Memory requirements will vary greatly depending on source format, source image size, request image size, and the number of concurrent requests. Ideally, it is best to serve only source formats that support tiling or that can be selectively decoded (like TIFF or JPEG2000). Images in other formats will have to be fully loaded into memory before being processed, at great cost.


Most source formats benefit from fast read performance—in terms of both latency and throughput—in the underlying storage system. Throughput is more important for less efficient source formats—like JPEG, PNG, and mono-resolution TIFF—especially as source image size increases. Local filesystem storage is usually fastest, and often by a lot.


A max_pixels configuration option is available to limit the maximum returned size of processed images. This is a "safety net" to prevent clients from bogging down the server. It does not affect requests for full-sized unmodified images, which do not significantly load the server because they are streamed through with no processing.

Note that the authorized? delegate script method can perform the same function as max_pixels, with more options for fine-grained control.


Cantaloupe can run behind a reverse-proxy web server like Apache or nginx. The proxy should be set up to pass-through encoded URI characters without decoding them. It should also be configured to send the following headers:

Header Description Required?
X-Forwarded-Proto Protocol of the client request; either HTTP or HTTPS. If missing, HTTP will be assumed. No
X-Forwarded-Host FQDN of the client-facing reverse proxy. Yes
X-Forwarded-Port TCP port of the client-facing reverse proxy. Will default to 80 if missing. No
X-Forwarded-Path Path to use as a base path. Will default to none if missing. No
X-Forwarded-For Client IP address. If missing, any features that require a client IP address will either not work (such as IP-based authorization), or be incorrect (such as access logs). No
X-IIIF-ID Originally-requested image identifier. Should be set only when the proxy server will change the value of the identifier in the forwarded request; i.e. when the client is asking for a different identifier than the image server ends up seeing. No

If it is not possible to configure your reverse proxy to send the X-Forwarded-* headers, the base_uri configuration option can be used instead; set it to the URI of the client-facing reverse proxy including any base path.

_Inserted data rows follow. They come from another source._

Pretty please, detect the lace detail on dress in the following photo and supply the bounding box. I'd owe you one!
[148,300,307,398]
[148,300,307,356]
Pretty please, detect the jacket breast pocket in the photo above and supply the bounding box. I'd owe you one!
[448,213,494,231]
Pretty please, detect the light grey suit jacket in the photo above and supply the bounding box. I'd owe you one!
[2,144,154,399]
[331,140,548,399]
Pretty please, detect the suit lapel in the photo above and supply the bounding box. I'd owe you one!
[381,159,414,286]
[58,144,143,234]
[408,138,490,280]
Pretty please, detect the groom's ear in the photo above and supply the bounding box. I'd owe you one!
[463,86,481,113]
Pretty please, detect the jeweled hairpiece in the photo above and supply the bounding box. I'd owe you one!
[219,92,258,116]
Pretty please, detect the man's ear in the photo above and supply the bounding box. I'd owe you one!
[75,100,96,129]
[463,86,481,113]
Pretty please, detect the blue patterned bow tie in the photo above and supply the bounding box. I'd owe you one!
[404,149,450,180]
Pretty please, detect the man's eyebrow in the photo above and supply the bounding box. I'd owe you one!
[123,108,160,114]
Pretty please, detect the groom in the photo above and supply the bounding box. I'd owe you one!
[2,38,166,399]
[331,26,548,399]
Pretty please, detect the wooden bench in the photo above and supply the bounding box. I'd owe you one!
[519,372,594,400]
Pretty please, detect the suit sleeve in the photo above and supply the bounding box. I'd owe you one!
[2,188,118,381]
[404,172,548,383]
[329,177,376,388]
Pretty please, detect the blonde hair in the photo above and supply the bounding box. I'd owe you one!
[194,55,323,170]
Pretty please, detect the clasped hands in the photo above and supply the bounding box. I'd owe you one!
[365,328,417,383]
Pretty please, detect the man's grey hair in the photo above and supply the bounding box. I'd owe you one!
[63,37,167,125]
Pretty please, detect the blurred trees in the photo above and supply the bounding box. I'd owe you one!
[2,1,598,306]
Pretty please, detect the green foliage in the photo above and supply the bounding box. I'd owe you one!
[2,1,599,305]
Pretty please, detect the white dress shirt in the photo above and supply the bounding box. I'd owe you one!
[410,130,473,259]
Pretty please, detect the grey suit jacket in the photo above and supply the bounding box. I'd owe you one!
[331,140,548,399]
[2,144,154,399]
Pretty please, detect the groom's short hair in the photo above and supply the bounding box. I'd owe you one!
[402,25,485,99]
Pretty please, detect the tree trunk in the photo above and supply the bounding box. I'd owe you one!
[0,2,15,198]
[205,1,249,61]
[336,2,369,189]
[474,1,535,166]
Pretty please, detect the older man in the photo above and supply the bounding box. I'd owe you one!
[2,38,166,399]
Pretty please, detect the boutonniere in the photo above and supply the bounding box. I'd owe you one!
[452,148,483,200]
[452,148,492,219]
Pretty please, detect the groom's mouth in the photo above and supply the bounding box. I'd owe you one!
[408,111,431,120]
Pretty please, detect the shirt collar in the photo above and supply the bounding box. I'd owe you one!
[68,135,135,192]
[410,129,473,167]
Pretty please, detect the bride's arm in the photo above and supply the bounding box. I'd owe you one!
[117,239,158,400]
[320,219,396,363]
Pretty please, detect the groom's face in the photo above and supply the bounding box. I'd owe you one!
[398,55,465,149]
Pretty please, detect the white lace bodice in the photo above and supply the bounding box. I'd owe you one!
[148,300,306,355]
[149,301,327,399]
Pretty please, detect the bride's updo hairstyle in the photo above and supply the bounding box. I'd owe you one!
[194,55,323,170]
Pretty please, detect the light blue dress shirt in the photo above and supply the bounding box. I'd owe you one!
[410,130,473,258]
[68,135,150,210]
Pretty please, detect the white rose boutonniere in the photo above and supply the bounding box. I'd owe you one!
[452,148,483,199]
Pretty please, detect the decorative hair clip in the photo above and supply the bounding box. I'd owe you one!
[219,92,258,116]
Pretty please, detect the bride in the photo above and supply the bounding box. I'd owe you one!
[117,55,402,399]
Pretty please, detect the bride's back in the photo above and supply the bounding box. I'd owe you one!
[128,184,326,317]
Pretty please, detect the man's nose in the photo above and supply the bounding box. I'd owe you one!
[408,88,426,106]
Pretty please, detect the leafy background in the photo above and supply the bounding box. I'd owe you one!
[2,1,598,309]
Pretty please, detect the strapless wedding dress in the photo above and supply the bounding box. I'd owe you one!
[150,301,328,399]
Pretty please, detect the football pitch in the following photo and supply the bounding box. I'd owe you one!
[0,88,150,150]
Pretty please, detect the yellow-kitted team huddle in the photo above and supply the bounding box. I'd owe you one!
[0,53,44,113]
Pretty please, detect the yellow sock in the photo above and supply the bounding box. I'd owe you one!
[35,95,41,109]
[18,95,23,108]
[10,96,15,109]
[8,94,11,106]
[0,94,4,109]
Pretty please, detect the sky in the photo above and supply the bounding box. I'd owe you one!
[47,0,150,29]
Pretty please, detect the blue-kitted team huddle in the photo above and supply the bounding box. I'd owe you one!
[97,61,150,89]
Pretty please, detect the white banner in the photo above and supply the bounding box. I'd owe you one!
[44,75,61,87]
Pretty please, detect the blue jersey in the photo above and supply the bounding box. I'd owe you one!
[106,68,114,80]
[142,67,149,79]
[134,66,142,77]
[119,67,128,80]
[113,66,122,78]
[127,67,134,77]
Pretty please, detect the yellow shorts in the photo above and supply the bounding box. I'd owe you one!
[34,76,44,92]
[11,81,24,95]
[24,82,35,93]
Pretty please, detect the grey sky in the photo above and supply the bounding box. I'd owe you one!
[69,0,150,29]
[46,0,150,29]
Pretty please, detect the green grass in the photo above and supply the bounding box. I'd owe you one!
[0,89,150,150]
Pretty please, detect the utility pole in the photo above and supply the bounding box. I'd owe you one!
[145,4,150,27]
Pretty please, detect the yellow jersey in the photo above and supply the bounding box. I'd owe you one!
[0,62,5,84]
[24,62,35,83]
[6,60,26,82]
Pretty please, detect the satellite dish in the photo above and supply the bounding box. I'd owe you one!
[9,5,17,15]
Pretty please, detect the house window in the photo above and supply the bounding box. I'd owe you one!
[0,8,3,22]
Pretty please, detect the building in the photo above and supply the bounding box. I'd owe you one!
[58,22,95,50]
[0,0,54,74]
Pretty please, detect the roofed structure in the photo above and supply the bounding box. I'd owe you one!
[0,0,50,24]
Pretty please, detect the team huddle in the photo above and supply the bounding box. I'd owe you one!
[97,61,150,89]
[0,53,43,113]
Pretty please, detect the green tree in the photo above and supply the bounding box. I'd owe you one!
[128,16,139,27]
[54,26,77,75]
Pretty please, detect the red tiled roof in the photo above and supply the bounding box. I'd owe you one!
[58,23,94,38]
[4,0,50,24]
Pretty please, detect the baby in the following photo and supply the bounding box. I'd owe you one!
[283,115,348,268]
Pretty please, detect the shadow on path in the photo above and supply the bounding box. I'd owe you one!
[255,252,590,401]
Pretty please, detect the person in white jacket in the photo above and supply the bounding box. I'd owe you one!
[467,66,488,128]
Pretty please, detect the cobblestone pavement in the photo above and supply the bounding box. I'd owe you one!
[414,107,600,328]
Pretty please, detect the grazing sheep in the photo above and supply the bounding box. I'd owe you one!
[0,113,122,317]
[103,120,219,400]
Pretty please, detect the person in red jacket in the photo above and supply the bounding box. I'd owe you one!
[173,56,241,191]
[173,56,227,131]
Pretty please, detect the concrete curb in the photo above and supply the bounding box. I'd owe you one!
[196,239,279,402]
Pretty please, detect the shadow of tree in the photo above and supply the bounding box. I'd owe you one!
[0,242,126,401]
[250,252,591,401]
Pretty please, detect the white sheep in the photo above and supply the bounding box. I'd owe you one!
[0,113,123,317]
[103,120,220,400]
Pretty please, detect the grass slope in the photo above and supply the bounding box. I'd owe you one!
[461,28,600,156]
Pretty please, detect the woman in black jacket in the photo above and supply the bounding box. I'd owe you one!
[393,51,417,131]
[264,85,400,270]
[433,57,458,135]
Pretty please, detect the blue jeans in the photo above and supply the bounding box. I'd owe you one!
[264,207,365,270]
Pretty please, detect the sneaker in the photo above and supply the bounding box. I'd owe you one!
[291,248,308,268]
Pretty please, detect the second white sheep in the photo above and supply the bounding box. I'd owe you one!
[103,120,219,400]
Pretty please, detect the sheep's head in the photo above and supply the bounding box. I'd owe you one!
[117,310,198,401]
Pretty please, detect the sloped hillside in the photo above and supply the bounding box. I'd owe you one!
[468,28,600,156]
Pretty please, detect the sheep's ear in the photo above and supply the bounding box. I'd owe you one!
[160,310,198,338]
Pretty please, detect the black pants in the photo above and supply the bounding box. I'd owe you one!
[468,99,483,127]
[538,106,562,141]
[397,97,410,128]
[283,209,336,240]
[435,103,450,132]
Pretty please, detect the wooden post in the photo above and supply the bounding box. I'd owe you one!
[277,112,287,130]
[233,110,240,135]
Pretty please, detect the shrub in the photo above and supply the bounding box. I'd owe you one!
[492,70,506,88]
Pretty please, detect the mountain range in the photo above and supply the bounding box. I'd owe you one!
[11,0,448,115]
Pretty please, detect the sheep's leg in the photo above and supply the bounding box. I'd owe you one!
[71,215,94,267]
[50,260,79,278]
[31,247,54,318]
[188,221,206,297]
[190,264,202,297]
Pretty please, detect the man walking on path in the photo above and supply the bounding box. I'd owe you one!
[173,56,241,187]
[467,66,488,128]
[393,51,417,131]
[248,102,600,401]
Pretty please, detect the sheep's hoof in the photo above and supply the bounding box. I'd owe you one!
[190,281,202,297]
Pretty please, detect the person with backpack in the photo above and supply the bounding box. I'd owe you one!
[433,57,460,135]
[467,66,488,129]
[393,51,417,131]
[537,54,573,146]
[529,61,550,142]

In a reverse-proxying scenario, you might want to disable the access log, if it would be redundant.


The following example will make a Cantaloupe server running at http://image-server:8182/ available at http://apache-server/.

<VirtualHost *:80>
  # X-Forwarded-Host will be set automatically by the web server.
  RequestHeader set X-Forwarded-Proto HTTP
  RequestHeader set X-Forwarded-Port 80
  RequestHeader set X-Forwarded-Path /

  ServerName apache-server
  AllowEncodedSlashes NoDecode
  ProxyPassReverseCookiePath / /
  ErrorLog logs/image-error.log
  CustomLog logs/image-access.log combined

  ProxyPass / http://image-server:8182/ nocanon
  ProxyPassReverse / http://image-server:8182/
  ProxyPassReverseCookieDomain image-server:8182 apache-server
  ProxyPreserveHost on


The following example will make a Cantaloupe server running at http://image-server:8182/ available at http://nginx-server/.

location / {
    if ($request_uri ~* "/(.*)") {
    proxy_set_header X-Forwarded-Proto $scheme;
    proxy_set_header X-Forwarded-Host $host;
    proxy_set_header X-Forwarded-Port $server_port;
    proxy_set_header X-Forwarded-Path /;
    proxy_set_header X-Forwarded-For $proxy_add_x_forwarded_for;
    proxy_redirect /;


In standalone mode, Cantaloupe supports TLS connections over HTTPS, configurable via the https.* keys in the configuration file. The general process for getting this working is to add a signed x.509 certificate to either a Java KeyStore (JKS) or PKCS#12 key store, and then refer to the key store file with the https.key_store_path configuration option.

HTTPS can also be enabled on a Servlet container or reverse-proxying web server, in which case Cantaloupe would require no special configuration.